眠ったふりをしておこう。わたくしは目を閉じた。


「今回は上玉の娘だ。こいつは高く売れるにちげえねえぜ」


「そうか?お前いつも同じ事言ってるな。早く見せろよ」


下に降ろされる。目を閉じていても光を感じたので出されたようだった。わたくしは床に降ろされた。


「おお~こりゃ・・どこかのお嬢様じゃねえか?お前にしてはいいもん見つけたな」


どうやら人身売買をするつもりらしい。で、でも助けに来てくれるわよね?ロイドも近くにいたはずだし・・。

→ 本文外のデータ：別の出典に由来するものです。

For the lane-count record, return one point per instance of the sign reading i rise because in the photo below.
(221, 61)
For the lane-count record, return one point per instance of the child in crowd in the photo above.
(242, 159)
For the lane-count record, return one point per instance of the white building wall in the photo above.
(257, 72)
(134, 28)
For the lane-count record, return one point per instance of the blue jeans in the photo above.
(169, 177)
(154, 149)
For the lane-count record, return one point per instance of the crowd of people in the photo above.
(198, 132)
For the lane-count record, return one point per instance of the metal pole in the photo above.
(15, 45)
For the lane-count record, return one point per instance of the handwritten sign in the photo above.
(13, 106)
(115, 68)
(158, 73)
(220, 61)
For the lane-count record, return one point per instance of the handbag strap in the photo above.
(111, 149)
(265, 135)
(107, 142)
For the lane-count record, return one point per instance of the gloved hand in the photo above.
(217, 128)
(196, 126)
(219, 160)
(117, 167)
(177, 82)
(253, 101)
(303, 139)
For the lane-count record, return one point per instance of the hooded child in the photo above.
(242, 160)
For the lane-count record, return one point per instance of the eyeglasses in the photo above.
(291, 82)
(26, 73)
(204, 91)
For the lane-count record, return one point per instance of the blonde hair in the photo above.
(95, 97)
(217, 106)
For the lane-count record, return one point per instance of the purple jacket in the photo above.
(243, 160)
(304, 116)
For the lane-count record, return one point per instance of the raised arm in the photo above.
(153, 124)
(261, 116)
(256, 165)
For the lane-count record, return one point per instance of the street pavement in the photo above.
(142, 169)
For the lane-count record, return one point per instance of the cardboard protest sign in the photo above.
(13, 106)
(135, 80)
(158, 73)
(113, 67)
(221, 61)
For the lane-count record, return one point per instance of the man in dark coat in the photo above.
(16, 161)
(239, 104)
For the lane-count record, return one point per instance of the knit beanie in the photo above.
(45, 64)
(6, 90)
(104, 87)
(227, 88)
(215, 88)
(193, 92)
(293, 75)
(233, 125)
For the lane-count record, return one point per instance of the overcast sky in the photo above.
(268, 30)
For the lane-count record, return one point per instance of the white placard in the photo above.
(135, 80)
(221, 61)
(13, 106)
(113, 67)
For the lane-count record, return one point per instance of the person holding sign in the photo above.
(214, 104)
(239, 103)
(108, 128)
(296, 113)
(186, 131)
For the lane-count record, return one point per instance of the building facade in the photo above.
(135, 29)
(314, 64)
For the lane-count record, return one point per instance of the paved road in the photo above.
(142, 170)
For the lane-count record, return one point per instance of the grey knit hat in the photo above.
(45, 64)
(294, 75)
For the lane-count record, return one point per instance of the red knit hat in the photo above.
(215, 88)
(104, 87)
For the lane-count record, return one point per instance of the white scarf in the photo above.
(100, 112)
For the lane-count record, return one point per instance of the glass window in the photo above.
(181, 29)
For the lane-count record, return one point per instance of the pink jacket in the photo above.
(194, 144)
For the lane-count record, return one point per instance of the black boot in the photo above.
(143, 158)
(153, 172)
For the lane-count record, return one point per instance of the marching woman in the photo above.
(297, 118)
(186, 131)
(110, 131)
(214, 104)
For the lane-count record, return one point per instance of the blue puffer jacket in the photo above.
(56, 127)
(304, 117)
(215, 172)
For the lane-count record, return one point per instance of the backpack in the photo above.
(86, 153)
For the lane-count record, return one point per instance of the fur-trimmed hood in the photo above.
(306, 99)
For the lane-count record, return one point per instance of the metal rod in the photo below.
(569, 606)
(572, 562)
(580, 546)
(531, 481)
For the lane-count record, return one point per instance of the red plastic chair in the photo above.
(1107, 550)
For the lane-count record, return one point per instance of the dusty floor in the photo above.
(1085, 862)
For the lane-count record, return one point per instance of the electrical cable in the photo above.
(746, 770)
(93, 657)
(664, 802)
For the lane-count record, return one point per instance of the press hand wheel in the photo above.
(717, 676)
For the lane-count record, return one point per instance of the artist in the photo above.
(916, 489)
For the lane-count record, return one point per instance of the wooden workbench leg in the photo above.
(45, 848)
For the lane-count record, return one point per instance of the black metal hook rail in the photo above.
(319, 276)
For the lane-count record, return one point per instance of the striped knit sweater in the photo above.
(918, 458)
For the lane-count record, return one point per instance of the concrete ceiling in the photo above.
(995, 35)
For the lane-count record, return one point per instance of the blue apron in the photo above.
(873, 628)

それから直ぐに声が聞こえた。最近よく聞くグリーンの声だった。

音しか聞こえなかったからよく分からなかったけど、どうやら助けに来てくれたようだ。助かった。何故かロイドじゃなくて、グリーンみたいだけど。


**


わたくしは目を開けた。グリーンに抱きかかえられていたようだった。


「助けてくれたのですか・・有難うございます」


わたくしは抱きかかえられながら、グリーンの顔を見た。


「姫様が、無事で良かったです」


グリーンがホッとした表情でわたくしを見ている。ようやく危機から脱出したのだ。急に、トクンとハートの音が聞こえた。鼓動が早くなっている気がする。わたくしは何故か顔が熱くなっているみたいだった。これってもしかして・・?初めての感情に私は動揺していた。まさか・・でもそんな・・。



*****



「あの・・グリーン実は、お願いがあるのですが・・」


城に戻ってから部屋で帰り支度をしていると、パトリシアは頬を染めて何故かぼくにお願いと言ってきた。お願い?一体何をお願いされるのだろう。パトリシアはもじもじして中々話そうとしない。どうしたのだろう。


「あの、どうかしたのですか?お願いって・・」


「わ、わたくし、こんな気持ち初めてですの!グリーンさえ良ければもうしばらく・・いえ、ずっと一緒にいて欲しいのです・・・」


顔を真っ赤にして、言葉を絞り出すパトリシア。それってどういうこと?


「一緒ってどういう・・」


「わたくしは、グリーン様を好きになってしまったみたいなのです・・」


パトリシアは目を潤ませてぼくを見つめてきた。




「「えええええええええ」」


「えっ?ちょ、ちょっと待って・・」


お、王女様がぼくを好きだって??


「れ、冷静になって下さい。相手は平民ですよ?よくよくお考えになられて・・」


護衛のロイドが狼狽うろたえる。


「ロイドは黙ってて!」


王女はぴしゃりと言葉を遮った。